Science Center: Bent Corridor

Background:
Chronic kidney disease (CKD) is associated with an increased risk of myocardial fibrosis which is a substrate for arrhythmia and heart failure. Myocardial fibrosis can be assessed non-invasively by cardiac magnetic resonance (CMR) T1 mapping or by circulating biomarkers; however, the performance of such biomarkers in the setting of impaired kidney function has not been rigorously tested.

Methods:
The Systolic Blood Pressure Intervention Trial (SPRINT) enrolled 9,361 US participants aged ≥50 years, at increased cardiovascular risk, and randomized them to intensive (<120mmHg) or standard (<140mmHg) systolic blood pressure lowering.

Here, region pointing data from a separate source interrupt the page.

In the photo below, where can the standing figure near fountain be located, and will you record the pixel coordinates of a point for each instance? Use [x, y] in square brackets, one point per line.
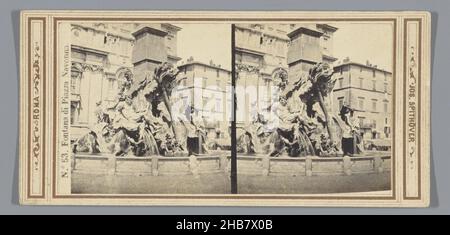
[349, 128]
[195, 133]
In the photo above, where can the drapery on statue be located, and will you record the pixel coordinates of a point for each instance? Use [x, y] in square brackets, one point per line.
[127, 126]
[291, 125]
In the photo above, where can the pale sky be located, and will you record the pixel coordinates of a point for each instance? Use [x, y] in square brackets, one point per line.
[205, 42]
[365, 41]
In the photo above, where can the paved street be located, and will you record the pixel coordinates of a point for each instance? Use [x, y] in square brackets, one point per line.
[220, 184]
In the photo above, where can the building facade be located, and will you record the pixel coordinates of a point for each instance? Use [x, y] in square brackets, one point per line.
[260, 53]
[207, 89]
[367, 89]
[263, 51]
[102, 55]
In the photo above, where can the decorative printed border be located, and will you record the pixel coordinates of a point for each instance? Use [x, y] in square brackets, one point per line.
[28, 153]
[231, 196]
[36, 50]
[412, 59]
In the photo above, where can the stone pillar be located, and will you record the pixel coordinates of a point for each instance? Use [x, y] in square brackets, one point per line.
[378, 164]
[149, 50]
[304, 50]
[347, 165]
[308, 166]
[193, 165]
[223, 163]
[266, 165]
[111, 165]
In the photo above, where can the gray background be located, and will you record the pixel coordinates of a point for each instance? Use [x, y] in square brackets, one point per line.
[9, 98]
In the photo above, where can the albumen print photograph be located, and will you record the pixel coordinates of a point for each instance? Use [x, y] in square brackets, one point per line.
[155, 100]
[151, 108]
[314, 107]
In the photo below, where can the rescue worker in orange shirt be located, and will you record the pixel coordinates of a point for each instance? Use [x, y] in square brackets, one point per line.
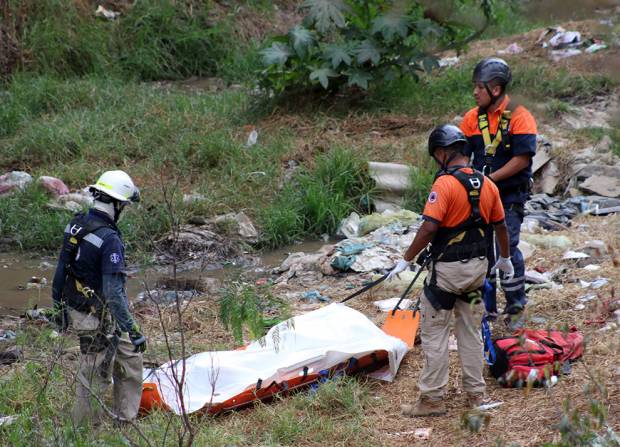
[461, 206]
[502, 141]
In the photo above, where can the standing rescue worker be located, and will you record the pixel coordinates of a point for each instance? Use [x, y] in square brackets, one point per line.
[89, 287]
[502, 141]
[461, 206]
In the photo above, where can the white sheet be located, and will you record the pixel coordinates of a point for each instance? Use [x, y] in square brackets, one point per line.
[319, 340]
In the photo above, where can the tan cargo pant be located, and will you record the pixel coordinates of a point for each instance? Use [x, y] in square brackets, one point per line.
[454, 277]
[125, 370]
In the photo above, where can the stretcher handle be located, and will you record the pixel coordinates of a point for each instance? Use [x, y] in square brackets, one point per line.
[415, 278]
[365, 288]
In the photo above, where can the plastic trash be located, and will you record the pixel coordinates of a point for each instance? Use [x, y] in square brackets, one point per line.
[7, 335]
[14, 180]
[377, 220]
[557, 55]
[513, 48]
[448, 61]
[53, 185]
[106, 13]
[252, 138]
[314, 296]
[570, 254]
[423, 434]
[547, 241]
[595, 47]
[563, 39]
[349, 227]
[388, 304]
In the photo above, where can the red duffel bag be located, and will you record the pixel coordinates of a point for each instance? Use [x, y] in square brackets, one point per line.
[534, 355]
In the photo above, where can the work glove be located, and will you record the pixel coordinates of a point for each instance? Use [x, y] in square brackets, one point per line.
[137, 339]
[401, 266]
[505, 265]
[60, 316]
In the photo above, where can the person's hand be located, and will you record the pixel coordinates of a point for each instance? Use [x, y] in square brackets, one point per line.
[60, 317]
[401, 266]
[137, 339]
[505, 265]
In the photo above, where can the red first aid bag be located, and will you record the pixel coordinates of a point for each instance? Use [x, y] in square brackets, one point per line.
[534, 355]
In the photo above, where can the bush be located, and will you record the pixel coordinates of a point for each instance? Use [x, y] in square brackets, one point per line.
[355, 43]
[318, 200]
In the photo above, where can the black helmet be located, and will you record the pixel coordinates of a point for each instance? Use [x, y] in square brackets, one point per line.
[491, 69]
[444, 136]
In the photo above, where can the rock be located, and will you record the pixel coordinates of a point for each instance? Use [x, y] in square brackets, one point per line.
[527, 249]
[53, 185]
[550, 177]
[193, 198]
[14, 180]
[604, 145]
[602, 185]
[543, 155]
[244, 227]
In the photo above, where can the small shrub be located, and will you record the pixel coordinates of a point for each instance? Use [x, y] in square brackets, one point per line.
[244, 306]
[357, 43]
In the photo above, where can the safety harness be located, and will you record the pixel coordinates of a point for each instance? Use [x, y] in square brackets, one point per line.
[461, 243]
[77, 294]
[502, 135]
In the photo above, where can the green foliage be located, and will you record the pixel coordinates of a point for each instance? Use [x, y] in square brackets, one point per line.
[355, 43]
[26, 220]
[159, 39]
[318, 199]
[420, 181]
[244, 306]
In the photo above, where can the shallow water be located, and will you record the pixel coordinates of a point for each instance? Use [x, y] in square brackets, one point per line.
[17, 269]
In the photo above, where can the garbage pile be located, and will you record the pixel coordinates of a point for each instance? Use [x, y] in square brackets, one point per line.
[552, 213]
[565, 43]
[62, 197]
[373, 243]
[209, 242]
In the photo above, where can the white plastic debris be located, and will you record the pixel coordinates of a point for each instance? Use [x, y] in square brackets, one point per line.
[489, 406]
[349, 227]
[7, 420]
[106, 13]
[586, 298]
[570, 254]
[557, 55]
[423, 433]
[592, 267]
[565, 38]
[448, 61]
[388, 304]
[595, 47]
[513, 48]
[252, 138]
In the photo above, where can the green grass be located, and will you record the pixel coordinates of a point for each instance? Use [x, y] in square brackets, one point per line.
[160, 39]
[318, 199]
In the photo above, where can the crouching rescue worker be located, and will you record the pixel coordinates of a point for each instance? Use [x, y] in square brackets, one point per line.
[502, 140]
[461, 205]
[89, 287]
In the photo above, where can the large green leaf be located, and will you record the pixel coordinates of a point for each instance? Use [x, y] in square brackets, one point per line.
[322, 75]
[277, 53]
[302, 40]
[359, 78]
[326, 14]
[368, 51]
[337, 54]
[390, 25]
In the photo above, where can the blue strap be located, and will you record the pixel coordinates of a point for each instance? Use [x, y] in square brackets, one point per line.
[487, 340]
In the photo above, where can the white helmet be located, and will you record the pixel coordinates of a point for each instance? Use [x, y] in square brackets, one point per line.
[118, 185]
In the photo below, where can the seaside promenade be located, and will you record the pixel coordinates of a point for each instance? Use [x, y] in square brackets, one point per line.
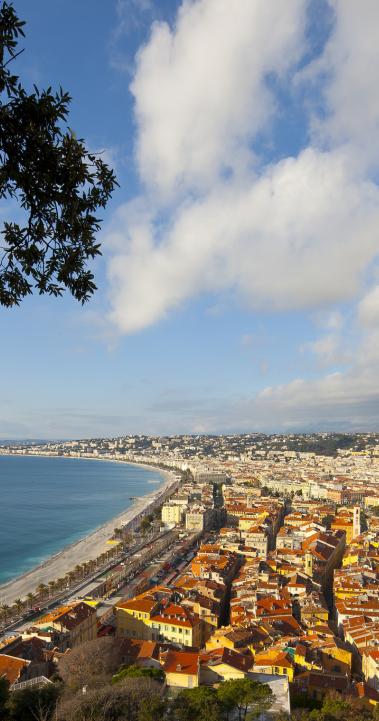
[87, 548]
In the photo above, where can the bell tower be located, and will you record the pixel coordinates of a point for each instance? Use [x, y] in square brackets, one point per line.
[356, 521]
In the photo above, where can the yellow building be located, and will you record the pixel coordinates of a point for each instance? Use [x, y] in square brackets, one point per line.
[171, 513]
[77, 622]
[148, 618]
[181, 668]
[274, 662]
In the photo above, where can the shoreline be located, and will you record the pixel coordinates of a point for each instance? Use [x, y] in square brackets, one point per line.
[84, 549]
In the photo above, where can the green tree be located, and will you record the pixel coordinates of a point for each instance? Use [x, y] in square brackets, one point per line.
[197, 704]
[4, 695]
[250, 697]
[31, 703]
[138, 672]
[58, 185]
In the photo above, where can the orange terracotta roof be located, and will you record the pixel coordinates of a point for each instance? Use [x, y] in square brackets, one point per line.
[183, 662]
[11, 667]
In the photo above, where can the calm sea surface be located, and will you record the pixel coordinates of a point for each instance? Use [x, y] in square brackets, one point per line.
[47, 503]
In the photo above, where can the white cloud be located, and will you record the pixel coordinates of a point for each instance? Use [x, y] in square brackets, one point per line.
[325, 347]
[368, 308]
[200, 90]
[286, 240]
[300, 233]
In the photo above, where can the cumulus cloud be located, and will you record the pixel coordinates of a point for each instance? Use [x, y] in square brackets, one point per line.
[200, 90]
[286, 240]
[296, 233]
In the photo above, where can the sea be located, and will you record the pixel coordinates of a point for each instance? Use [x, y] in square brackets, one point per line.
[46, 503]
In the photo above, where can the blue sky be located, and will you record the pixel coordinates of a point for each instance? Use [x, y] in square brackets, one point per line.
[238, 287]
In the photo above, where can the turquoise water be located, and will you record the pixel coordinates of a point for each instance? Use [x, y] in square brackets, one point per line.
[47, 503]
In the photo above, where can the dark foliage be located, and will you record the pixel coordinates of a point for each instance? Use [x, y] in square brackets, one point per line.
[52, 179]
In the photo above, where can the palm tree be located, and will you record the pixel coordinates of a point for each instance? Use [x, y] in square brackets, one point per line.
[5, 611]
[19, 604]
[52, 587]
[30, 598]
[77, 569]
[41, 590]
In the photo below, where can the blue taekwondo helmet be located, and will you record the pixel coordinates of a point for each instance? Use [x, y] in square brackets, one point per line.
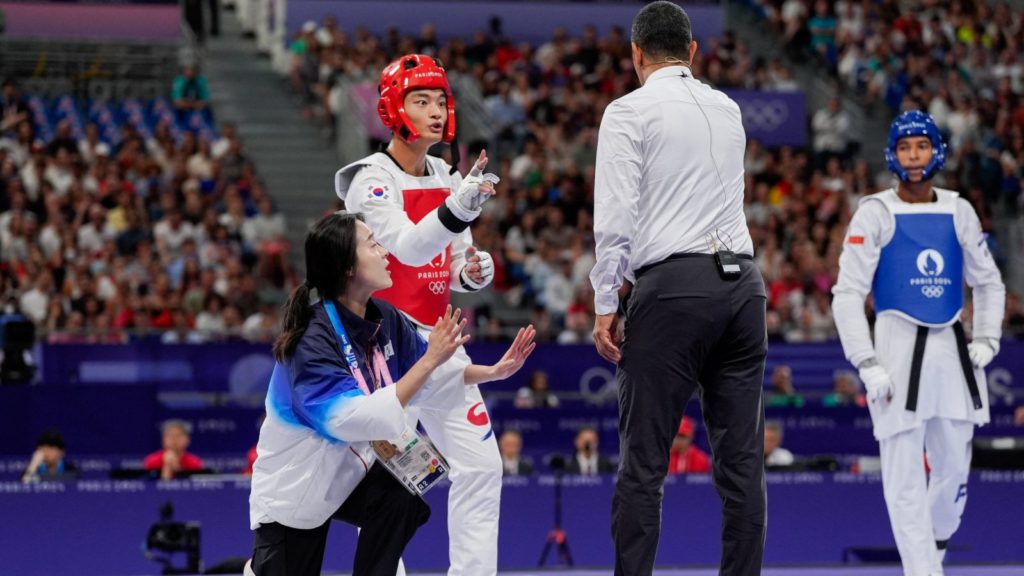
[915, 123]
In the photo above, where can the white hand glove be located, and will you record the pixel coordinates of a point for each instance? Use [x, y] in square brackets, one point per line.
[486, 269]
[878, 382]
[476, 189]
[981, 353]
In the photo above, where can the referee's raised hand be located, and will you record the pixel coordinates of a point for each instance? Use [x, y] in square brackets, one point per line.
[606, 336]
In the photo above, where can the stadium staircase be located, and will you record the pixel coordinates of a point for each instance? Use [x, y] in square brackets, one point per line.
[294, 161]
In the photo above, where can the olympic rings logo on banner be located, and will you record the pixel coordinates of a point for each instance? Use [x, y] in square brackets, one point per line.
[765, 115]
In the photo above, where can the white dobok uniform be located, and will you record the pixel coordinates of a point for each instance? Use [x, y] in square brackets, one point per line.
[425, 260]
[913, 258]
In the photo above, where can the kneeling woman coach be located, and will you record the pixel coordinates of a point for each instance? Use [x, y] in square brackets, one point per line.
[332, 394]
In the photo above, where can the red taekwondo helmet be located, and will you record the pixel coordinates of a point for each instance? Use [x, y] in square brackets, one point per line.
[409, 73]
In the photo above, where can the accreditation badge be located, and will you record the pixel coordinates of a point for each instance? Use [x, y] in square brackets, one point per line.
[413, 459]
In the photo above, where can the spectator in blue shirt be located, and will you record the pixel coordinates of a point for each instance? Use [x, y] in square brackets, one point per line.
[189, 92]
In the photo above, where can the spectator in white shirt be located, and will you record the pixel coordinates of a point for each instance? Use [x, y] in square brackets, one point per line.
[775, 455]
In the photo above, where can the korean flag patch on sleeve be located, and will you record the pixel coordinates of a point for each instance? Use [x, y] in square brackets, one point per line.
[378, 191]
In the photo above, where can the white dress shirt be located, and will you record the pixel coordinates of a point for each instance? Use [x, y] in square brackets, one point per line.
[670, 173]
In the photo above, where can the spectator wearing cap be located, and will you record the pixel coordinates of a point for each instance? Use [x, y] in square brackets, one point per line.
[846, 391]
[13, 110]
[174, 460]
[538, 394]
[783, 394]
[48, 461]
[588, 460]
[510, 445]
[189, 92]
[685, 457]
[775, 455]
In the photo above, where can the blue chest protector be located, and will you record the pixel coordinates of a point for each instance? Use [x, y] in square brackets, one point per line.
[921, 271]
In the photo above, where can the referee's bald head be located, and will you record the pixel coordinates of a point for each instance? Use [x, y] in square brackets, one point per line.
[662, 30]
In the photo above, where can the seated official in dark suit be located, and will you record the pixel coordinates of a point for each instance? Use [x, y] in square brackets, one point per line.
[588, 461]
[510, 445]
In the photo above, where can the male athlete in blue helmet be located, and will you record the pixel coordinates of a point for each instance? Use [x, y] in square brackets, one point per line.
[912, 246]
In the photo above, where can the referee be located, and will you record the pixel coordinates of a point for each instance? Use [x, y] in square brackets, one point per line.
[669, 217]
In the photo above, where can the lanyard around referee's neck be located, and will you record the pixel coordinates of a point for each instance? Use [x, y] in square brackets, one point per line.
[379, 365]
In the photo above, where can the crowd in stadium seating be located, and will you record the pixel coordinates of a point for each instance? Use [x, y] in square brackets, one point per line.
[124, 220]
[546, 101]
[960, 60]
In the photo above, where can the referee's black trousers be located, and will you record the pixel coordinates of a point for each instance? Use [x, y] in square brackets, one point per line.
[687, 329]
[387, 515]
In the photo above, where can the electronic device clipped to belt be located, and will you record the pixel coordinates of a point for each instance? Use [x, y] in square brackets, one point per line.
[725, 260]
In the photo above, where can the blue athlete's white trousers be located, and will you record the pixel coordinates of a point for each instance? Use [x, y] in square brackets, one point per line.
[926, 507]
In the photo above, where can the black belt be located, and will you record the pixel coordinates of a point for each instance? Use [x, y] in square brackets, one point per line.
[679, 256]
[966, 365]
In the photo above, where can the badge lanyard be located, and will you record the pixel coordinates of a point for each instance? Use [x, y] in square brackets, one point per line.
[379, 365]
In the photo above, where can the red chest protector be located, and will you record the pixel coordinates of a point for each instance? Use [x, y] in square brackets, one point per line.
[422, 292]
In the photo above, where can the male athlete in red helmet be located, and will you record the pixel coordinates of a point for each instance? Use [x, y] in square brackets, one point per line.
[420, 209]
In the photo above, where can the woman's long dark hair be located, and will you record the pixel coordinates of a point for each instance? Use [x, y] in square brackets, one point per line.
[330, 257]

A subgroup of 337 SPRINT participants with and without CKD had CMR T1 mapping, and measured plasma biomarkers of myocardial fibrosis: C-terminal propeptide of procollagen type I (CICP), N-terminal propeptide of procollagen type 3 (P3NP), and Galectin 3 (Gal-3) at study baseline.

Results:
Study participants had a mean age of 64.3 [SD 8.9] years, 44.8% were women, and 21% had CKD. The levels of Gal-3, PICP, and PIIINP were found inversely correlated with estimated glomerular filtration rate (eGFR) and positively correlated with log-transformed spot albumin/creatinine (p-value < 0.001 for all). No correlation was found between the level of the three biomarkers and the CMR T1 times, a more precise measure of myocardial fibrosis.

Conclusion:
In individuals with and without CKD, Gal-3, PICP, and PIIINP levels were not associated with CMR T1 times. Elevated plasma biomarkers level in the context of CKD should be interpreted with caution as it may reflect their decreased urinary clearance, rather than true pathologic processes.